The number of calls to Evanston’s city landlord-tenant hotline reporting eviction concerns dropped 44% in the first seven months of this year, compared to the same period last year.
But reports from the Metropolitan Tenants Organization, which runs the hotline under a contract with the city, indicate that the number of complaints about apartment maintenance issues increased 154%.
And the latest report, presented Tuesday night to the city’s Housing and Community Development Committee, showed that complaints about disturbances — presumably mostly caused by other tenants — increased by 71%.
The number of tenants seeking advice about how to get out of their lease early increased by 22%, as did the number of more general questions about lease issues.
An MTO representative told the committee that calls came from 183 people during the first seven months of this year.
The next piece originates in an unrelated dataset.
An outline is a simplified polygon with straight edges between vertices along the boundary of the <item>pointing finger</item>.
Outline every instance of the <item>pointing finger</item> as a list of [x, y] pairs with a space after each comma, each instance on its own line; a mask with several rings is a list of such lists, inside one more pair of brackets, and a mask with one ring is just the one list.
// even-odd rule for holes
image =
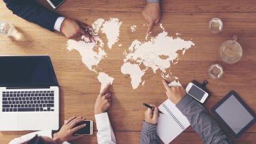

Assuming each call represented a different rental household, that means someone in just over 1% of Evanston’s estimated 14,525 rental households has called the hotline during that seven-month period.
Some raised questions in multiple categories, so the total number of issues tabulated was 264. That count of issues raised grew from 230 during the same period last year.
The MTO tracks issues it deals with in a dozen different categories, but the five mentioned above account for more than 90% of the total issues raised so far this year.
Next month the Housing and Community Development Committee is scheduled to review proposals for a major rewrite of the city’s landlord-tenant ordinance.
Proposed changes include limits on the grounds under which a landlord could evict a tenant that landlords say would amount to the city rewarding bad tenants.
A WBEZ report published last month indicated that Evanston saw 53 evictions during the 20 months ending in May 2023.